This buttery and soft lemonade bundt cake is packed with fresh lemon flavor! This cake is made with fresh lemon juice, lemon zest and is brushed with a lemon syrup. I poured over a homemade lemon glaze to make it extra lemony! If you could have a glass of lemonade as a cake – this would be it.
This lemonade bundt cake is based off of my lemon poppy seed cake. I love a lemon dessert that is packed with a lot of lemon flavor! This delicious lemon cake is perfect for bake sales, barbecues, bridal showers – or make it for the lemon lovers in your life!
Why you’ll love this lemonade bundt cake!
- This easy lemon bundt cake recipe uses just 9 ingredients, you probably already have everything in the kitchen!
- The bundt cake batter is folded with lemon zest and fresh lemon juice.
- Once the bundt cake is out of its pan, it is brushed with a homemade lemon syrup.
- The cake is then topped with a tart lemon glaze, I also decorated it with a few extra lemon slices.
Buttermilk: I love using buttermilk in my cake recipes as it produces moist crumbs. If you don’t have buttermilk you could substitute it for full fat yogurt or sour cream.
Sugar: I’m using regular white granulated sugar.
Baking Powder: this is going to help the cake rise.
Flour: I have only tested this with all purpose flour.

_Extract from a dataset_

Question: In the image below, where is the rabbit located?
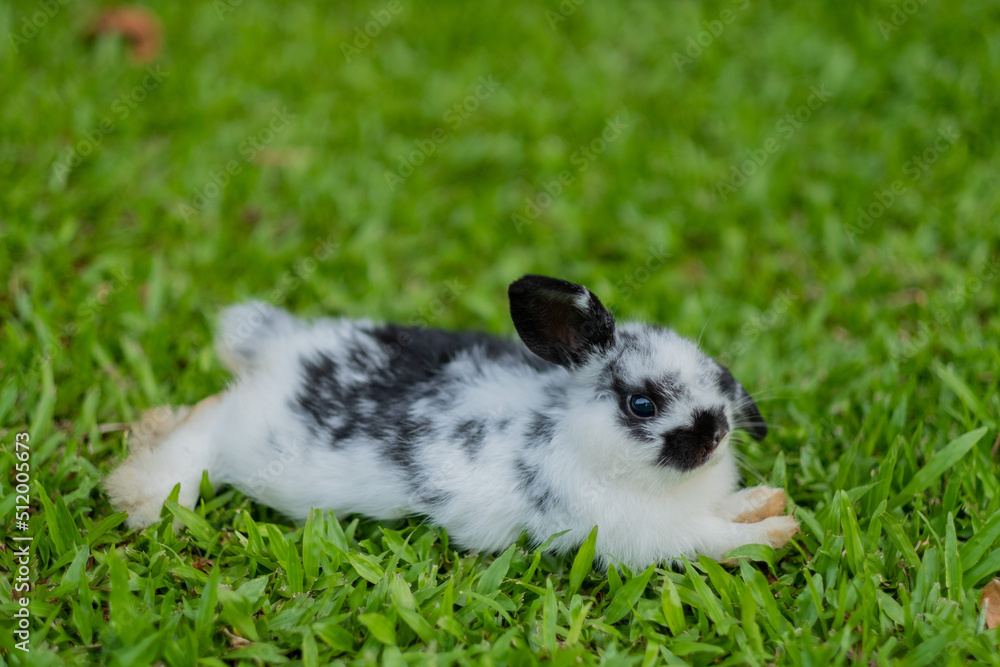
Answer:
[105,275,798,571]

Let me know if you try it out with gluten free flour!
Butter: I always use unsalted butter.
Lemons: you’ll need a few fresh lemons for the zest and juice in the cake, as well as lemon juice for the syrup and glaze.
How to make this recipe
Step 1: In a stand mixer fitted with the paddle attachment, cream your butter, sugar and salt together on medium speed for 2-3 minutes until it is fluffy.
Step 2: Add in your eggs one at a time, beating well after each addition. I also make sure to scrape the sides of the bowl with a rubber spatula so everything is getting combined.
Step 3: In a large bowl, whisk together your baking powder and flour.
Step 4: Add your flour mixture in 3 additions, alternating with the buttermilk. Once completely combined, fold in your lemon juice and lemon zest.
Step 5: Prepare your bundt pan. I like to grease mine with vegetable shortening but you can also use vegetable oil if that is what you prefer! Pour in your bundt cake batter and use a small offset spatula to smooth out the top. Bake at 350 degrees for 45-60 minutes.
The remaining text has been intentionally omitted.